The rules provide that the only interests which can be acquired under the relevant start-up company share or option scheme, must be in ordinary shares or options to acquire ordinary shares in the relevant company.
Further, the share or option interest must be held for a minimum holding period of 3 years, commencing on the date when the interest was first acquired.
In the case of an option scheme, the exercise price must not be less than the market value of the shares in the start-up company at the date of the grant of the options. Typically, with most start-ups, the company’s market value in the early years will be very low.

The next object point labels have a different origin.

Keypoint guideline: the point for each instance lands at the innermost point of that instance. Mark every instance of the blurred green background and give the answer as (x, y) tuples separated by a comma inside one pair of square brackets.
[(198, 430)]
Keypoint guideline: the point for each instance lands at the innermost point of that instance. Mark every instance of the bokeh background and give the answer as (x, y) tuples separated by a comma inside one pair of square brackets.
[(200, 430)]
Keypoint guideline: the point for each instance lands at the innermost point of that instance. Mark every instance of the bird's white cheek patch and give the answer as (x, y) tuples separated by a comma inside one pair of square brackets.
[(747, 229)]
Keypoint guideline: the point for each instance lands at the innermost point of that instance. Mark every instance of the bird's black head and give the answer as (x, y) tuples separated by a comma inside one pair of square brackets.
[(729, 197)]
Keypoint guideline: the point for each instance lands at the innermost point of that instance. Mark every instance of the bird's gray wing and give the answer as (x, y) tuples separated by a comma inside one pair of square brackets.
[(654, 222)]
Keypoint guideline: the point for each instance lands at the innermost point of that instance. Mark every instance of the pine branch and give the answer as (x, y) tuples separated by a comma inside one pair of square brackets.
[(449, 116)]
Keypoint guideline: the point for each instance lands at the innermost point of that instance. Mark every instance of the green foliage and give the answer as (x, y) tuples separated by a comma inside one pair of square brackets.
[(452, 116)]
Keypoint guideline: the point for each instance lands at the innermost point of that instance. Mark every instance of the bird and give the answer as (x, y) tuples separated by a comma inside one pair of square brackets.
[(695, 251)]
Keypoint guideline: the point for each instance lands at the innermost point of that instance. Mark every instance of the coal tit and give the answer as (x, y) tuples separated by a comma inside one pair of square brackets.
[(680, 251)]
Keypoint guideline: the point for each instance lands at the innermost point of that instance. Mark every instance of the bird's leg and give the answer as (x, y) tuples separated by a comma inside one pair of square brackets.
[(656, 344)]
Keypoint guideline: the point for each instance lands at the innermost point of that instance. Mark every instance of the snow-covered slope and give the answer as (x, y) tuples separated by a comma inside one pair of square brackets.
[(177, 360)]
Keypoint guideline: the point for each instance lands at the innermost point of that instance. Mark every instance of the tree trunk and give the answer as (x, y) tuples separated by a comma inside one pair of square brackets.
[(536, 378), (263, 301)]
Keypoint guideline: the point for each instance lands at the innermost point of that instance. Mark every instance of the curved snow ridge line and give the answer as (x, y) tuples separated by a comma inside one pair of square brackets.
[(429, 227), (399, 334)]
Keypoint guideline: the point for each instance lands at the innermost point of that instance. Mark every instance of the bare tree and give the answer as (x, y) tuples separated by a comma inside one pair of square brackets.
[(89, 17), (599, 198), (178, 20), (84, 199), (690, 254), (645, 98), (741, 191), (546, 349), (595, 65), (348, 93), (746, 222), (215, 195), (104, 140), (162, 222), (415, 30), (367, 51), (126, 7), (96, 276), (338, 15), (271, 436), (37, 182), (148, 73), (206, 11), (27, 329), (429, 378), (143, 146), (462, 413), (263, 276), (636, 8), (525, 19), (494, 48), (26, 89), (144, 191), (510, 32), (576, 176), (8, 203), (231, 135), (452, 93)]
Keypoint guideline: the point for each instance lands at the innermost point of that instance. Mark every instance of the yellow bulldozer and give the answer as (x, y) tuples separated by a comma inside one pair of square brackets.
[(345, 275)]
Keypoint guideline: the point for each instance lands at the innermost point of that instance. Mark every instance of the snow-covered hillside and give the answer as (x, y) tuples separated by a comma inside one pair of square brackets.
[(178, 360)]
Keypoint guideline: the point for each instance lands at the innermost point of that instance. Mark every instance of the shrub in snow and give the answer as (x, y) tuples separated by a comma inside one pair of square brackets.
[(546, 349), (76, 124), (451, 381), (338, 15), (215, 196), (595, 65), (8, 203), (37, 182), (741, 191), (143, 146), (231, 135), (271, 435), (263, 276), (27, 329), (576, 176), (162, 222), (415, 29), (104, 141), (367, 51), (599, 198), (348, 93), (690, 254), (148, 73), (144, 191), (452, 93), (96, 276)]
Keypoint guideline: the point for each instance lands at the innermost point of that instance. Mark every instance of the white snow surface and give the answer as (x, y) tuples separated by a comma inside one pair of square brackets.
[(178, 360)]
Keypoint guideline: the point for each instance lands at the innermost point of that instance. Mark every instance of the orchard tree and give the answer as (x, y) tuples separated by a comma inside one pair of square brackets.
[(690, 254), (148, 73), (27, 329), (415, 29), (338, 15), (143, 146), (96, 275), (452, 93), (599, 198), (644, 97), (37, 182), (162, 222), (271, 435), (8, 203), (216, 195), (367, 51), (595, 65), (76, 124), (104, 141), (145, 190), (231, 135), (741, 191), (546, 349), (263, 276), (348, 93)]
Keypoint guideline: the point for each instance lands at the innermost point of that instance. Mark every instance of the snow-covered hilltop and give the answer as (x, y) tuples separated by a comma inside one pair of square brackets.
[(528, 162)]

As has been demonstrated in many cases, this value can increase significantly over say, a 3 to 5 year period.
In the case of a share plan, the shares must not be offered to the employees for more than a 15% discount on the market value of the shares at the date of grant.
Advantage of an option plan to employees
In our opinion, the rules regarding an option plan for the employees of a start-up company are particularly advantageous.
These advantages can be summarised as follows:
- The employee will not be taxed on the grant, vesting or exercise of their options (provided the options are at market value of the relevant shares).
- The employee will only be taxed upon a transfer of the shares or options.
- For capital gains tax (CGT) purposes, the shares received on exercise of the options will be deemed to have been acquired on the day when the options were granted.
- Any gain or loss the employee makes on a future disposal of the shares or options will be taxed pursuant to the CGT rules and not the income tax rules.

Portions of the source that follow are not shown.